Investors are anticipating further U.S. government debt issuance and the subsequent loss of the dollar’s purchasing power. This trend tends to affect other fiat currencies as central banks follow the Fed’s lead by keeping high interest rates to restrain economic growth. However, the U.S. deficit could become unsustainable if the monetary authority insists on achieving the 2% inflation target before lowering interest rates.
Analyzing BTC derivatives markets is crucial to determining whether Bitcoin’s price gains can continue after the January 3 crash and potentially break above the $46,000 resistance. Despite the $137 million liquidation, BTC futures open interest remains at $18.5 billion, indicating that less than 1% of contracts were affected by the recent price crash. Additionally, data remains consistent with the previous month, suggesting that recent price swings may not be significant.
To understand professional traders’ positions after the surprise rally, it is essential to analyze BTC derivatives metrics. Bitcoin monthly futures typically trade at a 5%–10% annualized premium compared to spot markets, indicating that sellers demand additional money to postpone settlement. Currently, the Bitcoin futures premium stands at 18%, remaining unchanged from the previous week. The peak of 31% on January 2 was an anomaly caused by excessive confidence in ETF approval odds before January 10, resulting in liquidations during price volatility.
Examining the Bitcoin options markets provides insight into whether the dip below $41,000 dashed bullish hopes. During anticipation of a Bitcoin price drop, the delta 25% skew tends to rise above 7%. In contrast, periods of excitement typically see a delta skew below negative 7%. Interestingly, the Bitcoin options skew barely changed during the recent price drop on January 3, suggesting that professional traders were not affected and did not rush for protective put options. This indicates that traders did not fear a negative or postponed ETF decision.

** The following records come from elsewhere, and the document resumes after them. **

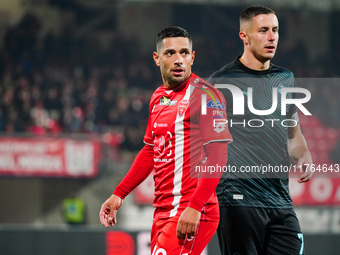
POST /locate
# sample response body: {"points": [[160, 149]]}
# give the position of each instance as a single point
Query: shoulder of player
{"points": [[156, 94], [203, 86], [280, 69], [224, 71]]}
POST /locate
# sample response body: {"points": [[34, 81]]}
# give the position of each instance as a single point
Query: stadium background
{"points": [[75, 80]]}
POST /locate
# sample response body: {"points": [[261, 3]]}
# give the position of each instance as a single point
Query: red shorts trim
{"points": [[165, 242]]}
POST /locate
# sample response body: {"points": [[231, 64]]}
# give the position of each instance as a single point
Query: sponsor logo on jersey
{"points": [[155, 125], [182, 107], [219, 127], [217, 114], [167, 102], [159, 144], [215, 104]]}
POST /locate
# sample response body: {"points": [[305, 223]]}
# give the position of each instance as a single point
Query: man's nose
{"points": [[178, 60], [271, 36]]}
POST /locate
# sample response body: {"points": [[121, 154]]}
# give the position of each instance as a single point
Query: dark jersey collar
{"points": [[251, 71]]}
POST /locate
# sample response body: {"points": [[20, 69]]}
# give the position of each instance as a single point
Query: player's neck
{"points": [[250, 61], [174, 85]]}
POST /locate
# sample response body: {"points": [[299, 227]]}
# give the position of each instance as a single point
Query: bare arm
{"points": [[188, 221], [140, 169], [298, 150]]}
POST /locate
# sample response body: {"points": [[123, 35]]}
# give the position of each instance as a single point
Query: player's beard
{"points": [[174, 81]]}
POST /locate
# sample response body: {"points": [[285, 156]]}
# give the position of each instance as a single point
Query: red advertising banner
{"points": [[47, 157]]}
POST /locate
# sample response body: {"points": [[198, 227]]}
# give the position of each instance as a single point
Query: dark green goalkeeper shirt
{"points": [[259, 141]]}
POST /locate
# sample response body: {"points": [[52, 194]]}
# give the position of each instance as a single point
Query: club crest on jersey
{"points": [[215, 104], [182, 106], [167, 102]]}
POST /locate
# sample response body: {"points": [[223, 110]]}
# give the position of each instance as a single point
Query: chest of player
{"points": [[169, 115], [251, 98]]}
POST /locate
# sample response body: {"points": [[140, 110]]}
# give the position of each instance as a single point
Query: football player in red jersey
{"points": [[181, 137]]}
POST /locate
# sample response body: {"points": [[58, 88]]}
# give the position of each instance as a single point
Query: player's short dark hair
{"points": [[254, 10], [172, 31]]}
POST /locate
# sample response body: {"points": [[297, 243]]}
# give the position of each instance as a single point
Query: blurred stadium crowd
{"points": [[66, 84]]}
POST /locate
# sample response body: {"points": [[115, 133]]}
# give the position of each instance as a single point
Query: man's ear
{"points": [[193, 57], [243, 36], [156, 58]]}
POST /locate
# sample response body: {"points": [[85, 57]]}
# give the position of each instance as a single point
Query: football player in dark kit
{"points": [[257, 215]]}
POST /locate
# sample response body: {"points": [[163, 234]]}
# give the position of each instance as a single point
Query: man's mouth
{"points": [[270, 47], [177, 71]]}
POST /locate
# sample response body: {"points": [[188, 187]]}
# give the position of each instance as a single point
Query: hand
{"points": [[187, 223], [108, 211], [305, 160]]}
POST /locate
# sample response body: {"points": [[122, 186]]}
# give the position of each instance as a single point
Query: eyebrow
{"points": [[172, 49]]}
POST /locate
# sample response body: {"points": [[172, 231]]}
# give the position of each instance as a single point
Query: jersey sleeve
{"points": [[148, 133], [139, 171], [214, 124]]}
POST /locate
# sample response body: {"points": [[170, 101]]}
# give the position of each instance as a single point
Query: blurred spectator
{"points": [[74, 210], [64, 83]]}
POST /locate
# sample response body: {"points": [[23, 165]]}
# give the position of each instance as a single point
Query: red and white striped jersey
{"points": [[178, 129]]}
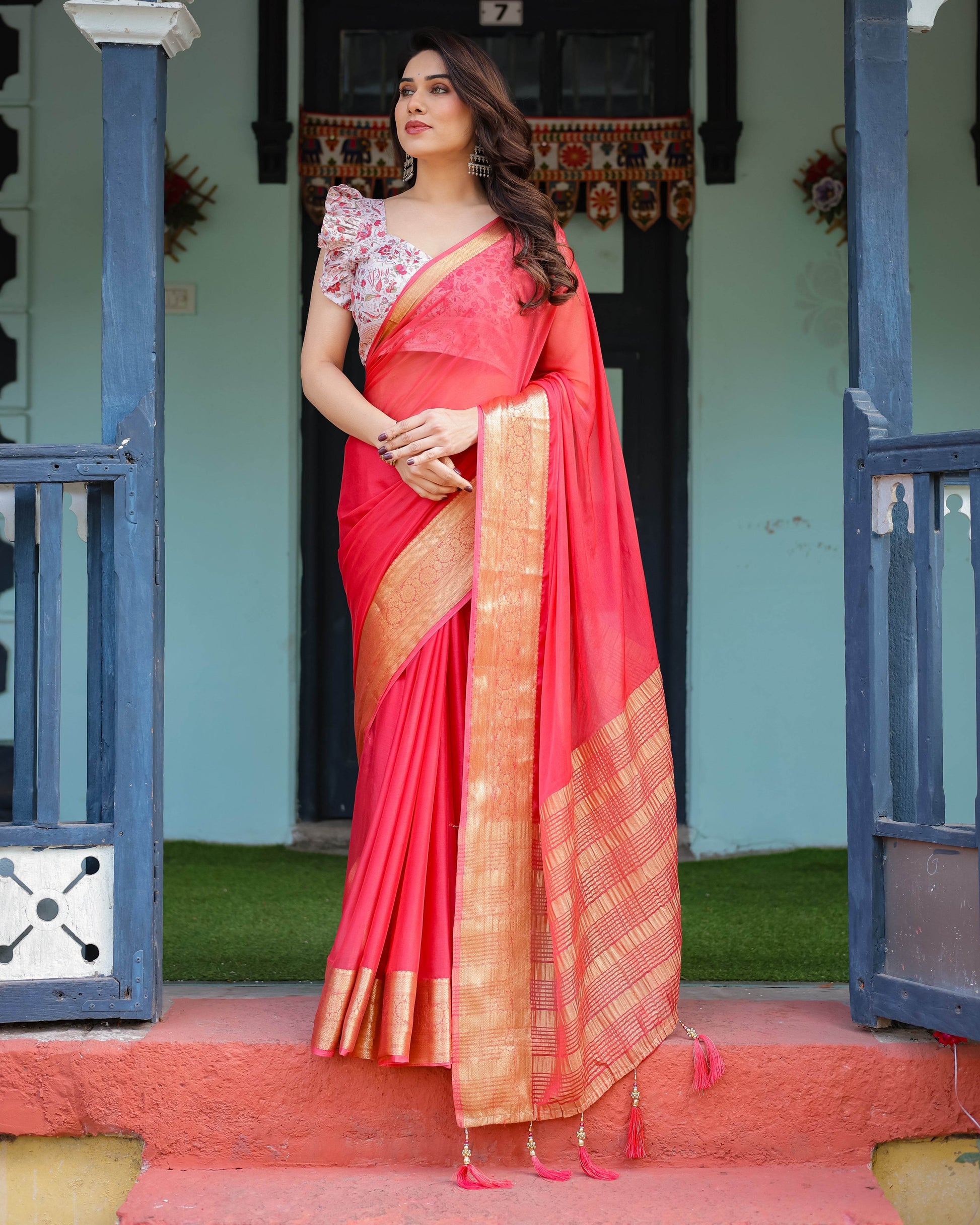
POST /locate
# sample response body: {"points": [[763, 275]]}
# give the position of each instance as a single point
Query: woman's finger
{"points": [[400, 428], [452, 474], [418, 431]]}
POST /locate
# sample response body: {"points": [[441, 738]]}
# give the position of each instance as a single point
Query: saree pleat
{"points": [[396, 923], [511, 907]]}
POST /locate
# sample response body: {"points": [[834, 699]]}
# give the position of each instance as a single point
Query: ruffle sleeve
{"points": [[338, 237]]}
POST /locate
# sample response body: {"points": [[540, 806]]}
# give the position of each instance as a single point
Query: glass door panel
{"points": [[607, 74]]}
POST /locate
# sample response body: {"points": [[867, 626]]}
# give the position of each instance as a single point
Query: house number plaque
{"points": [[502, 13]]}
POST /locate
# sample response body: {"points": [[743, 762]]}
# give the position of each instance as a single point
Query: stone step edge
{"points": [[403, 1196]]}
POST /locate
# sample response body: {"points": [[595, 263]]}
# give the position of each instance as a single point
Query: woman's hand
{"points": [[434, 479], [435, 434]]}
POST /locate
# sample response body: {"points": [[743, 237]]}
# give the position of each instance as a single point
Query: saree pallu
{"points": [[511, 906]]}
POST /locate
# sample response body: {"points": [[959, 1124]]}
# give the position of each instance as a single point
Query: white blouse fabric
{"points": [[364, 267]]}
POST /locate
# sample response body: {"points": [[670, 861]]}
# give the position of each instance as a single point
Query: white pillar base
{"points": [[141, 23], [923, 15]]}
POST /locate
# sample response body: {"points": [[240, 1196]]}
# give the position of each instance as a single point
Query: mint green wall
{"points": [[768, 338], [768, 366], [232, 395]]}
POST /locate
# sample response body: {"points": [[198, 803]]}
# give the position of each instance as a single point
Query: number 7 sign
{"points": [[502, 13]]}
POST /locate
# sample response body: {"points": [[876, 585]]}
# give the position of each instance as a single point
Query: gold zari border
{"points": [[433, 272], [394, 1019], [424, 582], [493, 1003]]}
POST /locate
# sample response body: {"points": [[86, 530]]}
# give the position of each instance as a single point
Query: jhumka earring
{"points": [[479, 163]]}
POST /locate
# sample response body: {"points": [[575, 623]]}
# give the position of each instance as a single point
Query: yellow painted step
{"points": [[66, 1180]]}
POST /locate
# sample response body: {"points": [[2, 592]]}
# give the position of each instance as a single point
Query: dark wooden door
{"points": [[563, 60]]}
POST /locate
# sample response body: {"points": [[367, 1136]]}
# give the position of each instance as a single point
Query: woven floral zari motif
{"points": [[509, 692]]}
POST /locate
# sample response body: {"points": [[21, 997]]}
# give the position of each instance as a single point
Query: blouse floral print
{"points": [[364, 267]]}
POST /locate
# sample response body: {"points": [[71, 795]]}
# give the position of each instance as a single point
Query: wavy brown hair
{"points": [[505, 136]]}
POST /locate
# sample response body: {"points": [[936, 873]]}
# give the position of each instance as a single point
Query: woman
{"points": [[511, 904]]}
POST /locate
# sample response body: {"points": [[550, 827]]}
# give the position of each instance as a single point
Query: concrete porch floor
{"points": [[243, 1126]]}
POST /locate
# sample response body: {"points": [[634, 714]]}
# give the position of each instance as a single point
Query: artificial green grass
{"points": [[237, 914], [270, 913], [766, 918]]}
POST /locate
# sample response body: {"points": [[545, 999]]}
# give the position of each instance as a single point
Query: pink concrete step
{"points": [[386, 1196], [223, 1083]]}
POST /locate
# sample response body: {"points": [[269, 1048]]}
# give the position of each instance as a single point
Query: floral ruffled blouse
{"points": [[364, 267]]}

Experienced traders are accustomed to the FOMO (fear of missing out) and FUD (fear, uncertainty, and doubt) that surround significant events like a potential ETF approval. However, this does not guarantee a bull run above $46,000 ahead of the SEC decision, especially considering that investors had ample time to accumulate and strategize due to the regulator’s publicized deadlines.
It is important to note that this article does not provide investment advice or recommendations. Every investment and trading move involves risk, and readers should conduct their own research before making a decision.